Working with the Berkshire Taconic Community Foundation, each of the districts — Chatham, Germantown, Hudson, Ichabod Crane, New Lebanon and Taconic Hills — already has a local fund working on different projects in the arts and humanities, and the new donation is intended to promote the sharing of programs, which include special presentations at the Clark Museum in Williamstown, MA, and events like last year’s career night at Taconic Hills geared specifically for students interested in the arts. The money will also promote new programs for students in the county.
The project has hired as its coordinator Jeffery Levitsky, an education consultant and former New York City English teacher, who recently worked with the city’s Frank Sinatra School for the Arts. At the press conference announcing the grant Friday, April 29, at the Hudson Junior High School library, Mr. Levitsky said one of the first elements of the project would be a “countywide arts website.” Among other services, he said the website would make it possible for students to request information from artists, with each request reviewed by a teacher who may help arrange an internship or find a mentor.
Mr. Levistsky also said the program would be working with the Bard College Conservatory of Music and on a program that would help aspiring student musicians write and record their own music. That project will culminate in a “rock festival” at Club Helsinki in Hudson.
Mr. Kelly, a painter and sculptor of international renown, whose home and studio are in Spencertown, did not attend the event, but he issued a statement saying, in part, “As arts programs are being cut across the country, the Ellsworth Kelly Foundation has been able to touch the lives of thousands of children through programs in arts and humanities programs throughout Columbia County.”
Jack Shear, who directs the Ellsworth Kelly Foundation, said at the press conference Friday that he sees the project as an opportunity for the schools to “work together in a unique and powerful way.”
Over the last decade the Ellsworth Kelly Foundation has repeatedly supported arts education enrichment activities in local schools, helping to start the funds in each district that will help those activities continue in the future. In her remarks Friday, Jennifer Dowley, president of the Berkshire Taconic Community Foundation, stressed that the money for the project is not supported by tax dollars and that the concept behind the individual school district arts funds is that they will become self-sustaining through local contributions. Praising the Kelly Foundation as “a committed and enlightened donor,” she said, “It inspired communities to raise funds so their programs can exist in perpetuity.”
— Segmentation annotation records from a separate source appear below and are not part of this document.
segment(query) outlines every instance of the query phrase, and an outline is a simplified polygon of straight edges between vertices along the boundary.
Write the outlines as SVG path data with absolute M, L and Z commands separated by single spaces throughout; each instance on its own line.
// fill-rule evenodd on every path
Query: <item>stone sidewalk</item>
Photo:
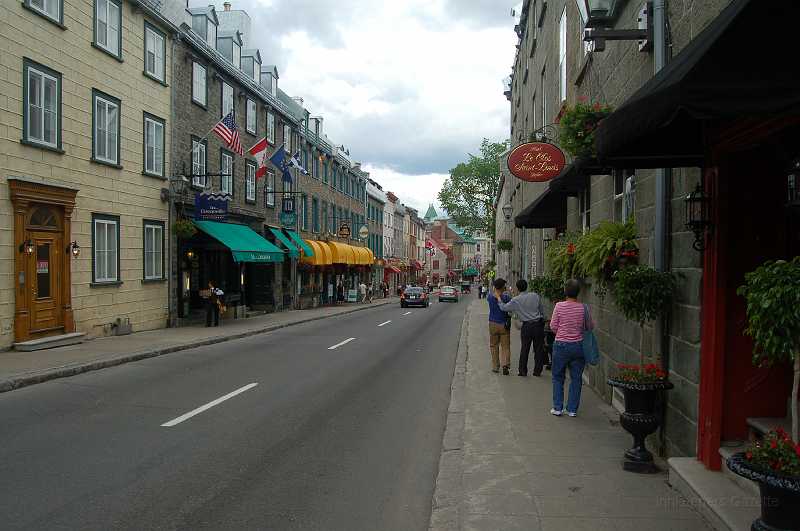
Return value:
M 271 332 L 287 326 L 397 303 L 397 297 L 369 304 L 347 304 L 309 310 L 270 313 L 225 320 L 220 327 L 187 326 L 104 337 L 33 352 L 0 352 L 0 392 L 12 391 L 54 378 L 113 367 L 203 345 Z
M 522 378 L 514 370 L 518 331 L 511 375 L 492 373 L 487 320 L 486 302 L 474 301 L 461 331 L 431 530 L 710 529 L 667 484 L 665 464 L 656 475 L 622 471 L 631 438 L 589 388 L 578 417 L 550 414 L 550 373 Z

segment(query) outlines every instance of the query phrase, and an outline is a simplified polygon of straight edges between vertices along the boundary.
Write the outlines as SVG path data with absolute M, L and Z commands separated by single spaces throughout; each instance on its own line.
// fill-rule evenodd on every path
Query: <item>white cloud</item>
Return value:
M 415 207 L 484 137 L 508 136 L 502 78 L 519 0 L 243 0 L 280 85 Z M 407 195 L 408 194 L 408 195 Z M 423 209 L 424 212 L 424 209 Z

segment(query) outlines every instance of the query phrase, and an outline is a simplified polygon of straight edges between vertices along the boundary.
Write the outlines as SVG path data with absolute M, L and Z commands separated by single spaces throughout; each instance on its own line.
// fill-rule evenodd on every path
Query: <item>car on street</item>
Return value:
M 400 295 L 400 307 L 408 308 L 409 306 L 421 306 L 427 308 L 430 306 L 430 299 L 424 289 L 417 286 L 410 286 L 403 291 Z
M 439 290 L 439 302 L 458 302 L 458 290 L 453 286 L 442 286 Z

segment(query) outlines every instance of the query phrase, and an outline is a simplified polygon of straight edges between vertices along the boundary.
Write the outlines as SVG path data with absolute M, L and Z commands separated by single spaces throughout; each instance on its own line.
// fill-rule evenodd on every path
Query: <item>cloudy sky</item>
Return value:
M 326 134 L 410 206 L 435 201 L 448 170 L 483 137 L 508 136 L 502 78 L 519 0 L 231 3 L 250 15 L 280 87 L 304 98 Z

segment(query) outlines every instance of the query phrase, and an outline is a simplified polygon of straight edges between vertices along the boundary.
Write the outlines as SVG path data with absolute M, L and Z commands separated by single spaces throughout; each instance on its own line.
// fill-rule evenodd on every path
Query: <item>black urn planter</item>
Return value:
M 668 381 L 639 383 L 609 378 L 607 382 L 612 387 L 622 389 L 625 411 L 620 413 L 619 422 L 633 436 L 633 447 L 625 451 L 622 468 L 640 474 L 658 472 L 653 463 L 653 454 L 645 446 L 645 439 L 661 425 L 661 419 L 656 415 L 659 393 L 674 386 Z
M 800 476 L 785 476 L 753 466 L 744 452 L 730 456 L 728 469 L 758 483 L 761 518 L 751 531 L 796 531 L 800 529 Z

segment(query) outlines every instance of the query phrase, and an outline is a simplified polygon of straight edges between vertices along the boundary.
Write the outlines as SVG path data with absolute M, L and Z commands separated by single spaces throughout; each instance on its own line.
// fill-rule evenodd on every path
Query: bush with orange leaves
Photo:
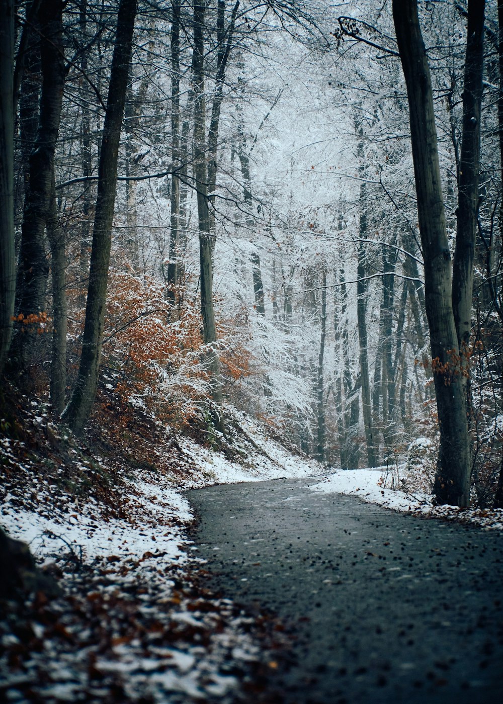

During the press conference representatives from each of the school districts or their arts and humanities funds spoke about the impact the money from the foundation has already had. Patrick Gabriel, superintendent of the Germantown Central School District, said that the arts enrichment programs in his district “originate from the classroom up” rather than from the administration down. “I don’t know where we would be with arts and humanities without the foundation,” he said.
Berkshire Taconic Community Foundation, which serves Columbia County and northeast Dutchess County, Berkshire County, Mass., and northwest Litchfield County, Conn., is a 501 (c)(3) charitable organization. Its offices are in Sheffield, MA, 413 229-0730. Its website is www.berkshiretaconic.org.
To contact Parry Teasdale email pteasdale@columbiapaper.com.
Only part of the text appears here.